Here's #4 to bloom. Not as good, I think:


----------



## SlipperFan (Mar 14, 2008)

And #5, opening within a day of #4. I think this one is kinda cute, though the color is a little washed out:


----------



## slippertalker (Mar 14, 2008)

One thing they all have in common other than obvious beauty is that they are all very hirsute!


----------



## rdlsreno (Mar 17, 2008)

My mouth is watering!!!!:drool::drool::drool:


Ramon


----------



## SlipperFan (Apr 1, 2008)

#6 -- may be the best one yet.


----------



## goldenrose (Apr 2, 2008)

WOW!


----------



## NYEric (Apr 2, 2008)

No. 5 is the only one shaped like the type flower. The colors are really variable. Mine is in spike but it looks weak so I might cut it down. Yay besseae and fischeri hybrids!


----------



## NYEric (Apr 25, 2008)

Slipped one past the administrators [I hope!]
My camera screen has broken so it took about 50 tries to get a decent image. This is the most mature looking bloom [biggest petals & best shape] I've seen on a Waunakee Sunset, I'm glad I didn't abort it.


----------



## Yoyo_Jo (Apr 25, 2008)

Ooo, it's so red, very nice! :clap:


----------



## SlipperFan (Apr 25, 2008)

Very nice red, Eric.


----------



## JeanLux (Apr 26, 2008)

very nice flower, and ideal place to watch your orchids growing  !! Jean


----------



## smartie2000 (Apr 26, 2008)

nice nice indeed eric. I hope mine turns out similarly


----------



## SlipperKing (Apr 26, 2008)

Eric What's on the sofa? nite-nite -time? And what's that light purple flower thing to the left? another form of besseae?oke:


----------



## NYEric (Apr 26, 2008)

Yep. bedtime for Bonzo.  Yes geranium type besseae! Growing in hydro.


----------



## Gilda (Apr 26, 2008)

JeanLux said:


> very nice flower, and ideal place to watch your orchids growing  !! Jean



Eric, Now I know your addicted !:rollhappy: Are the orchids watching HGTV ?oke:


----------



## Yoyo_Jo (Apr 26, 2008)

Gilda said:


> Eric, Now I know your addicted !:rollhappy:



Yeah, like there was any doubt...:rollhappy:


----------



## Jorch (Apr 26, 2008)

Great deep red! As Fren said, I hope mine turn out as nice as yours


----------



## NYEric (May 12, 2008)

2nd bloom on plant.


----------



## SlipperFan (May 12, 2008)

You really ought to have this beautiful red in a separate thread, Eric.


----------



## NYEric (May 13, 2008)

I really should clean my apartment!


----------



## SlipperFan (Jun 16, 2008)

#7 to bloom. Someone pinched it's pouch (at least, that's what it looks like). I like the pale pink, but the shape isn't great. Maybe next time...


----------



## NYEric (Jun 17, 2008)

I'm surprised yours' are so pink?! R U sure these are Waunakee Sunsets?


----------



## Phrag-Plus (Jun 17, 2008)

Nice cross! Very interesting and good idea to show different forms and coloration from a cross... 
Thanks!


----------



## SlipperFan (Jun 17, 2008)

NYEric said:


> I'm surprised yours' are so pink?! R U sure these are Waunakee Sunsets?

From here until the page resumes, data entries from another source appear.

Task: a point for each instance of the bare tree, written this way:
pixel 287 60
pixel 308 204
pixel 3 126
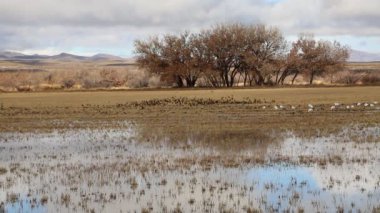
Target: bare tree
pixel 318 57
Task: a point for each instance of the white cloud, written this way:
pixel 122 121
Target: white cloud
pixel 94 25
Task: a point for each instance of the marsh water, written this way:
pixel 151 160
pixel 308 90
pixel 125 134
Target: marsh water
pixel 114 170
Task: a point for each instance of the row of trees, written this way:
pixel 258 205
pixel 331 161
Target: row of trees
pixel 233 54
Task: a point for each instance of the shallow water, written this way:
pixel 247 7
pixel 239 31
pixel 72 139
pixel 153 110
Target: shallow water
pixel 109 170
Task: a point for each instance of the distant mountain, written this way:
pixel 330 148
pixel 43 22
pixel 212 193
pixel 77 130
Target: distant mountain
pixel 102 56
pixel 68 57
pixel 7 55
pixel 361 56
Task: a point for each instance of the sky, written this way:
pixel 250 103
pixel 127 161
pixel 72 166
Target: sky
pixel 87 27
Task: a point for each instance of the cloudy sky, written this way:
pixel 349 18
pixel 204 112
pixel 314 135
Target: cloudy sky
pixel 110 26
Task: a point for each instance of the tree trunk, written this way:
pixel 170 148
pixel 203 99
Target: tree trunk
pixel 311 78
pixel 294 78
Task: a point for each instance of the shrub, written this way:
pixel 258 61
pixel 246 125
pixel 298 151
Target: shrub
pixel 69 83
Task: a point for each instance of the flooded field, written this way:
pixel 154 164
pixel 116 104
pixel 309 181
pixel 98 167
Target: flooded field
pixel 114 170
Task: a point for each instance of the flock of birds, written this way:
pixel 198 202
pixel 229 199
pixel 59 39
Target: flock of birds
pixel 335 106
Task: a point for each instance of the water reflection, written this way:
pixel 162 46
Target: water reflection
pixel 109 170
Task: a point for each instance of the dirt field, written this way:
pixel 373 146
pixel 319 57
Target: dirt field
pixel 326 95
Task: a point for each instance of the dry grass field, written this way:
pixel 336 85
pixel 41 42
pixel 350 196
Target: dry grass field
pixel 322 95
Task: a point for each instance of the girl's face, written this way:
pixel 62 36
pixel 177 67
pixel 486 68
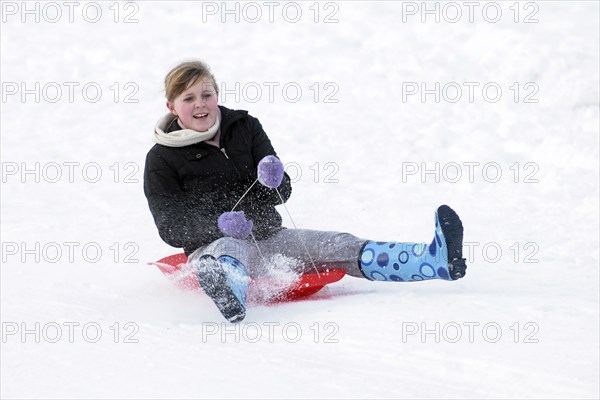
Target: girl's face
pixel 196 107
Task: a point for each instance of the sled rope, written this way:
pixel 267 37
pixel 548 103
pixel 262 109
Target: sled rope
pixel 295 227
pixel 291 219
pixel 244 195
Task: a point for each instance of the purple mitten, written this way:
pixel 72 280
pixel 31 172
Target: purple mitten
pixel 234 224
pixel 270 171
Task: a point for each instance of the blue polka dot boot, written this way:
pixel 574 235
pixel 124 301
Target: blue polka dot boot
pixel 403 262
pixel 225 281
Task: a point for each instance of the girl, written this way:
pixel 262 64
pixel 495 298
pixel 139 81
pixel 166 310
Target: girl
pixel 207 161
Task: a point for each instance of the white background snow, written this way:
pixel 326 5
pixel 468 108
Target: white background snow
pixel 522 324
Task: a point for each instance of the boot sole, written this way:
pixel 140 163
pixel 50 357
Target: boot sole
pixel 214 284
pixel 452 229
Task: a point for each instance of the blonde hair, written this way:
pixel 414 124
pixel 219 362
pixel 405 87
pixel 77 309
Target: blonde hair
pixel 185 75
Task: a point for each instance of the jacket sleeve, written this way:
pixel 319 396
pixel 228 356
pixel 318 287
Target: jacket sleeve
pixel 182 220
pixel 261 147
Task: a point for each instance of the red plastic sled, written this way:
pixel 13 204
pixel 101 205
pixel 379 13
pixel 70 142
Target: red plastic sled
pixel 175 268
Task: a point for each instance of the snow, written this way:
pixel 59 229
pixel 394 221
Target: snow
pixel 522 324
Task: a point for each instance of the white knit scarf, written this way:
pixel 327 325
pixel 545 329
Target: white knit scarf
pixel 183 137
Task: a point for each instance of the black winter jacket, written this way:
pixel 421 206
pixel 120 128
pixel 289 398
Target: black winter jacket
pixel 189 187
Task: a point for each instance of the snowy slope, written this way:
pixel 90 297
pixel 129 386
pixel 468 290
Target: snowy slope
pixel 82 314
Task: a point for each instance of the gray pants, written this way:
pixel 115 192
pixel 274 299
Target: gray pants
pixel 303 250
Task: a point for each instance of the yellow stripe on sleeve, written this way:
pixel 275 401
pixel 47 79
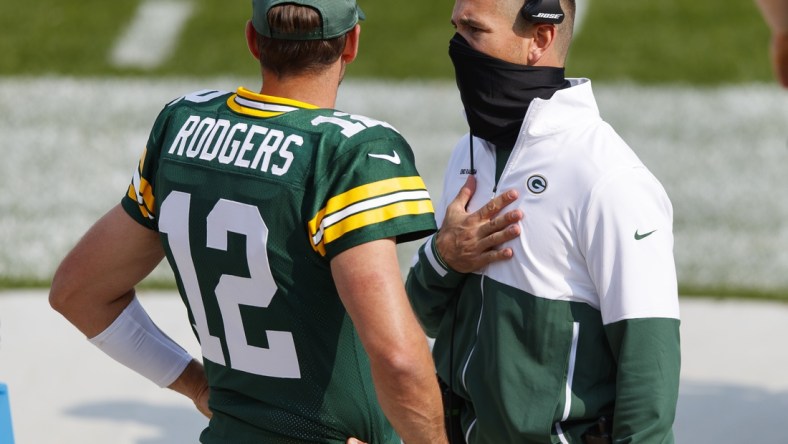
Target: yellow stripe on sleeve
pixel 376 215
pixel 364 192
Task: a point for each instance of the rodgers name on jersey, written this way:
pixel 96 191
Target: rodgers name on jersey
pixel 251 146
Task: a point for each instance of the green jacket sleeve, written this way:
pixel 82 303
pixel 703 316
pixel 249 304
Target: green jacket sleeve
pixel 431 285
pixel 648 358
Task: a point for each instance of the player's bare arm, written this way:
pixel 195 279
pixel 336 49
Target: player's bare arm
pixel 470 241
pixel 371 289
pixel 94 287
pixel 95 282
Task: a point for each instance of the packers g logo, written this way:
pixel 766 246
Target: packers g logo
pixel 536 184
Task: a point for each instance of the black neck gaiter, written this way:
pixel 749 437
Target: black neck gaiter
pixel 496 94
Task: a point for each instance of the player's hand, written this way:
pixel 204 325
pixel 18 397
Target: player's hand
pixel 193 384
pixel 469 241
pixel 201 401
pixel 780 57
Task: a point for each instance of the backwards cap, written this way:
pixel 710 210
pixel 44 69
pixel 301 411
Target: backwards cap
pixel 337 17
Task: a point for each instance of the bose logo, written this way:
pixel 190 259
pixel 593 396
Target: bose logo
pixel 548 16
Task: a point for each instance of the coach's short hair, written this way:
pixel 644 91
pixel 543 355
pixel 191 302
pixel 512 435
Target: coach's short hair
pixel 291 57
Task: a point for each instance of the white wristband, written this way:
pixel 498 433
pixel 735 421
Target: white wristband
pixel 136 342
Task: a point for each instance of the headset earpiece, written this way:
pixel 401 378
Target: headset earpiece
pixel 543 11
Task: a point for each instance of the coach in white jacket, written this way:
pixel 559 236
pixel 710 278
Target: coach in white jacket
pixel 575 339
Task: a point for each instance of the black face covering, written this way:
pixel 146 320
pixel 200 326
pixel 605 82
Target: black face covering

Well, they all came out of the same flask, labeled Waunakee Sunset. I did have one red one so far, and lots more to bloom out.


----------



## NYEric (Jun 18, 2008)

If it's CA I'd show and ask him to confirm.


----------



## smartie2000 (Jun 18, 2008)

aren't the majority supposed to turn out pink? that's what a local expert said when I bought my Waunakee Sunset


----------



## SlipperFan (Jun 18, 2008)

NYEric said:


> If it's CA I'd show and ask him to confirm.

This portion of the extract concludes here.